Mas a série deixa a desejar como thriller. Para funcionar bem, um thriller depende da interação de suspense e surpresa, da análise cuidadosa das informações dos contadores de histórias para os personagens e para o público. Se o público souber de algo antes dos protagonistas, isso deverá aumentar o perigo e criar suspense. Será que o herói perceberá que há uma bomba debaixo do assento antes que ela exploda? Qual é o vilão que está escondido naquela caixa do tamanho de uma cabeça? O problema com O Mar Silencioso O mistério é que o público e os protagonistas recebem a maior parte das informações importantes ao mesmo tempo, e a história avança em um ritmo tão deliberado que o público tem muito tempo para considerar as evidências e tirar conclusões, às vezes horas antes. os personagens se atualizaram.
nave mórmon
Não é isso O Mar Silencioso não é digno de oito episódios de 45 minutos - na verdade, há um grande potencial de história inexplorado na minissérie. Dos 11 tripulantes que chegam à Estação Balhae, apenas dois (Dr. Song e Capitão Han) recebem flashbacks de suas vidas antes da missão. A maioria dos personagens é apresentada por meio de uma única cena desajeitada que permite que todos apertem as mãos e contem uma única linha de história. O treinamento deles juntos como uma equipe é ignorado, provavelmente para nos colocar na trama mais cedo, mas então tudo se descomprime como se Choi e Park estivessem lutando para atingir o comprimento esperado. Uma subtrama de intriga política na Terra chama a atenção, e um obscuro antagonista corporativo é mencionado, mas nunca visto. Talvez a produção não tivesse orçamento para manifestar essas ideias na tela, mas definitivamente teve tempo.

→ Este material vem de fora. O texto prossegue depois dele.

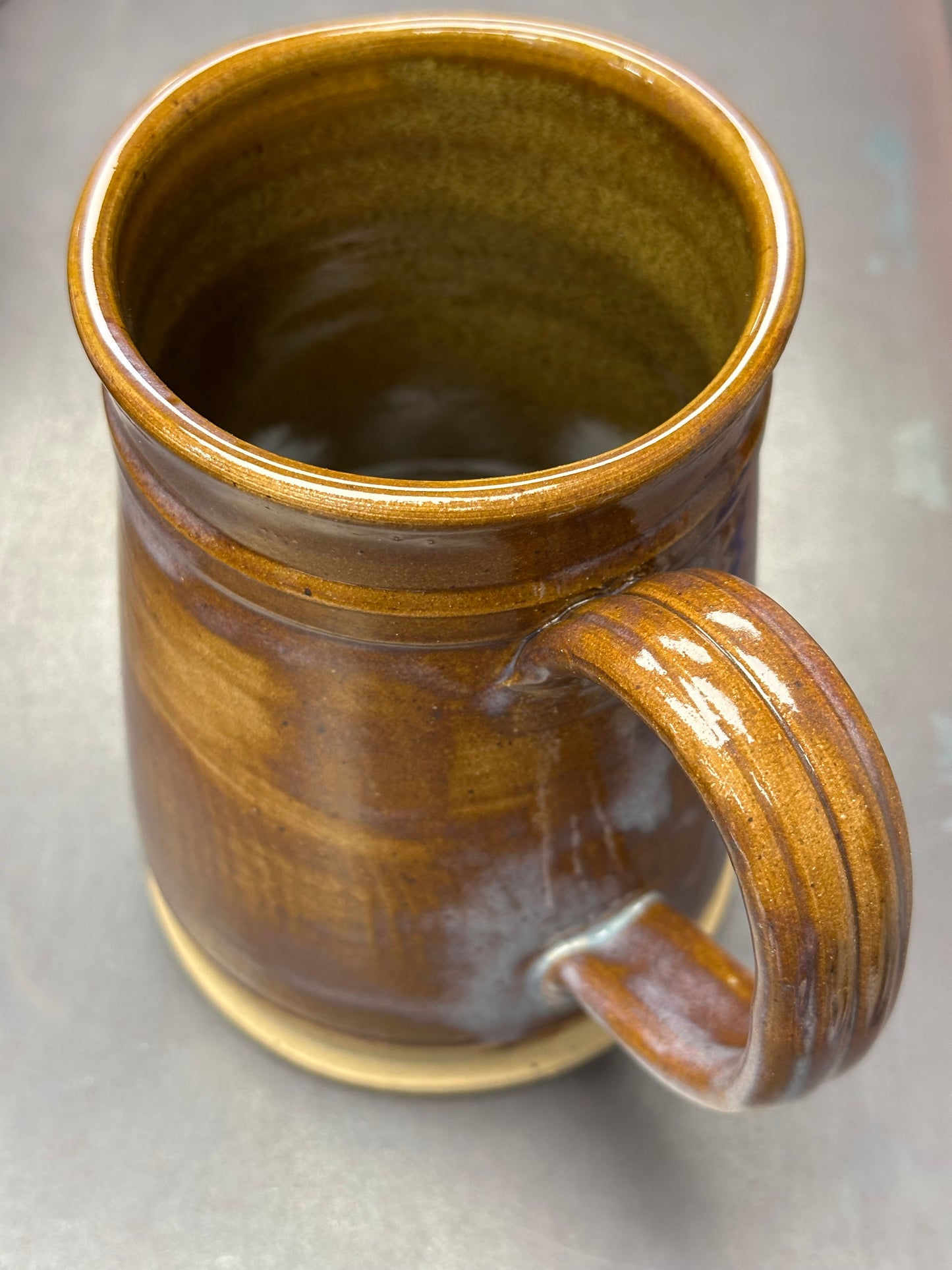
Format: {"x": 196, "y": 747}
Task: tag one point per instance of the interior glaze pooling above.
{"x": 434, "y": 268}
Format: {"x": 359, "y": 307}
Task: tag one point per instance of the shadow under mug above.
{"x": 437, "y": 353}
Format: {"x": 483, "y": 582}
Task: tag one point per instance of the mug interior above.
{"x": 433, "y": 266}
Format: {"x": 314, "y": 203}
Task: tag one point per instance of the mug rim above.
{"x": 540, "y": 494}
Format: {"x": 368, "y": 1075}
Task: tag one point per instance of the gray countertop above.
{"x": 138, "y": 1130}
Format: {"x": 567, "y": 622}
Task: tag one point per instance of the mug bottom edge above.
{"x": 394, "y": 1067}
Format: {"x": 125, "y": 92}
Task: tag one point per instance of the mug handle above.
{"x": 790, "y": 768}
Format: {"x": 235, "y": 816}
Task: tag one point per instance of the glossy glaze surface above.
{"x": 801, "y": 790}
{"x": 347, "y": 798}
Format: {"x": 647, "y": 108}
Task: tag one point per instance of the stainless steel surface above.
{"x": 138, "y": 1130}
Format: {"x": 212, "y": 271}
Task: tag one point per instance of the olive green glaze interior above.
{"x": 433, "y": 267}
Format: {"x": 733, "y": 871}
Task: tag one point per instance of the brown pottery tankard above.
{"x": 437, "y": 353}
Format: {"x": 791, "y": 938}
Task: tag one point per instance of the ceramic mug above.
{"x": 437, "y": 353}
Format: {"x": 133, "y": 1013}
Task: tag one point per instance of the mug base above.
{"x": 385, "y": 1066}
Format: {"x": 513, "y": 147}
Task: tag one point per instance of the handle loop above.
{"x": 793, "y": 774}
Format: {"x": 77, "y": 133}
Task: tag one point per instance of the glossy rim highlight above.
{"x": 744, "y": 158}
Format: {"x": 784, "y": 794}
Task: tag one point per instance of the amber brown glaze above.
{"x": 410, "y": 246}
{"x": 793, "y": 774}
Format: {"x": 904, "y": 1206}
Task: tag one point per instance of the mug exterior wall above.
{"x": 345, "y": 804}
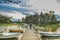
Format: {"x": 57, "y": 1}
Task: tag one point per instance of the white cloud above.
{"x": 16, "y": 15}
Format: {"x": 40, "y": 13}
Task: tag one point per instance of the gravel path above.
{"x": 30, "y": 34}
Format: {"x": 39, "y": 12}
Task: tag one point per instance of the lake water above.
{"x": 50, "y": 38}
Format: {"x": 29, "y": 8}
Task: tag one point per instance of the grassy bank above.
{"x": 49, "y": 27}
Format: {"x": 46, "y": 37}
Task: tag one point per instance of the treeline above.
{"x": 4, "y": 19}
{"x": 43, "y": 18}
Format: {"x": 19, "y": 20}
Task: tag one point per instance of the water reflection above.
{"x": 50, "y": 38}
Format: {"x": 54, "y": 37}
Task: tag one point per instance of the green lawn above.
{"x": 52, "y": 27}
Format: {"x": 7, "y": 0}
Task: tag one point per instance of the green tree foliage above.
{"x": 43, "y": 18}
{"x": 4, "y": 19}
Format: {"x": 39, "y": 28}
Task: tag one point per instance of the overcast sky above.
{"x": 39, "y": 5}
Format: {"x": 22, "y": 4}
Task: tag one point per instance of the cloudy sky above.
{"x": 37, "y": 5}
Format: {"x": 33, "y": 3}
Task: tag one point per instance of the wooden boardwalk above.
{"x": 30, "y": 34}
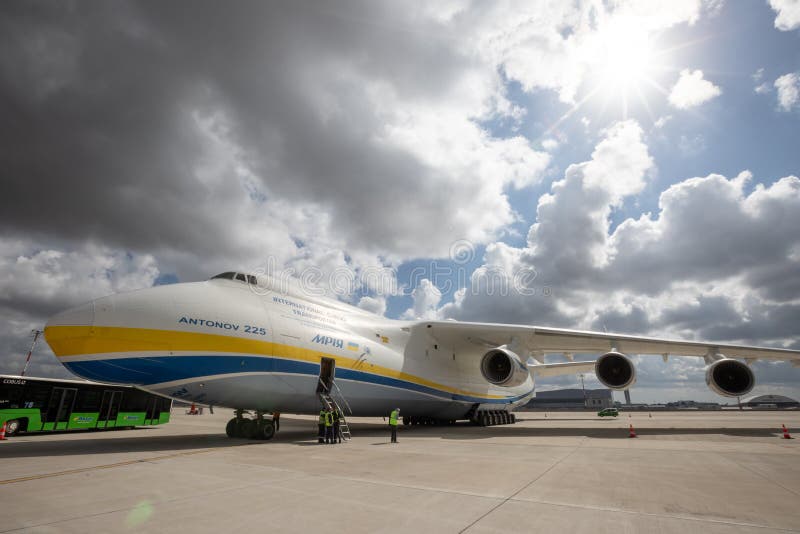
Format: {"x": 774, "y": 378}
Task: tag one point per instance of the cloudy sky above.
{"x": 620, "y": 166}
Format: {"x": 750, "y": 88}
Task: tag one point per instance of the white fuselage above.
{"x": 260, "y": 347}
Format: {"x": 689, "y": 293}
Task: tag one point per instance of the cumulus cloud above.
{"x": 148, "y": 135}
{"x": 719, "y": 261}
{"x": 376, "y": 305}
{"x": 788, "y": 14}
{"x": 788, "y": 88}
{"x": 692, "y": 90}
{"x": 36, "y": 282}
{"x": 426, "y": 297}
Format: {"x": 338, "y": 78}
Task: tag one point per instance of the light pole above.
{"x": 584, "y": 391}
{"x": 36, "y": 334}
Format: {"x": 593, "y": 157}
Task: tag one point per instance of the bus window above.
{"x": 11, "y": 396}
{"x": 88, "y": 400}
{"x": 36, "y": 395}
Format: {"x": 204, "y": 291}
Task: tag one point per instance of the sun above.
{"x": 621, "y": 63}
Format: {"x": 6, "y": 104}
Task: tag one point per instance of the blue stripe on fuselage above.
{"x": 159, "y": 369}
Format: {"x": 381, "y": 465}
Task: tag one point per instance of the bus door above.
{"x": 153, "y": 413}
{"x": 109, "y": 408}
{"x": 62, "y": 401}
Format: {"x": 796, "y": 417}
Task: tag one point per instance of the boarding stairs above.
{"x": 331, "y": 404}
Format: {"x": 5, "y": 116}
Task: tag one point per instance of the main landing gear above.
{"x": 247, "y": 428}
{"x": 493, "y": 417}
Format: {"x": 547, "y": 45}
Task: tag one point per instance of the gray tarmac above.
{"x": 714, "y": 472}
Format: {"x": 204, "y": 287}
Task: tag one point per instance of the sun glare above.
{"x": 624, "y": 57}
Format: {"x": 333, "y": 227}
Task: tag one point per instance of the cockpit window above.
{"x": 246, "y": 278}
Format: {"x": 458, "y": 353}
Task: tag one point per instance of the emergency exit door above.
{"x": 327, "y": 371}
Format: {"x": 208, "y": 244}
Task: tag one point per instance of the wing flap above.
{"x": 533, "y": 340}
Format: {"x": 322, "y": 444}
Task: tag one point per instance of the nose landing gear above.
{"x": 247, "y": 428}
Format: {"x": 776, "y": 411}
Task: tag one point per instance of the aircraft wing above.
{"x": 536, "y": 341}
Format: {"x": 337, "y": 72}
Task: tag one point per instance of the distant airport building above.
{"x": 770, "y": 401}
{"x": 572, "y": 398}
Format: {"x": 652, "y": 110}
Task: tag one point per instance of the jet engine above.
{"x": 502, "y": 367}
{"x": 615, "y": 371}
{"x": 730, "y": 378}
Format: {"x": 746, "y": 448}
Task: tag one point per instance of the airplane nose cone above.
{"x": 79, "y": 316}
{"x": 64, "y": 331}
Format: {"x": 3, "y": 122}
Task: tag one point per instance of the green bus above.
{"x": 44, "y": 404}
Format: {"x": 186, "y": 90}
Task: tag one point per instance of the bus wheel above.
{"x": 230, "y": 428}
{"x": 266, "y": 431}
{"x": 12, "y": 427}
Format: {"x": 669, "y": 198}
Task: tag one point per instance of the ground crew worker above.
{"x": 393, "y": 423}
{"x": 337, "y": 436}
{"x": 321, "y": 434}
{"x": 328, "y": 426}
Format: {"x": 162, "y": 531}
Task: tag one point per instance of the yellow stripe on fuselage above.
{"x": 79, "y": 340}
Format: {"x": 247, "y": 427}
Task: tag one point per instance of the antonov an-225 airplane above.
{"x": 242, "y": 342}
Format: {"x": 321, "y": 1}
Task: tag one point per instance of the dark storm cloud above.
{"x": 101, "y": 103}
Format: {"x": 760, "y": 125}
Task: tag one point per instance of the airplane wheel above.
{"x": 247, "y": 429}
{"x": 230, "y": 428}
{"x": 266, "y": 431}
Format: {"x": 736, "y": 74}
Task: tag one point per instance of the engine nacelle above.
{"x": 730, "y": 378}
{"x": 502, "y": 367}
{"x": 615, "y": 371}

Seria O Mar Silencioso funcionou melhor como uma minissérie em seis partes, em vez de oito? Deveria ter sido um filme de três ou quatro horas? Existe uma diferença prática entre essas duas opções em um contexto de streaming? O cinema, digerido inteiro ou em capítulos, nunca foi tão maleável, e espera-se que plataformas como a Netflix encorajem os contadores de histórias a adequar o meio à sua mensagem, e não vice-versa.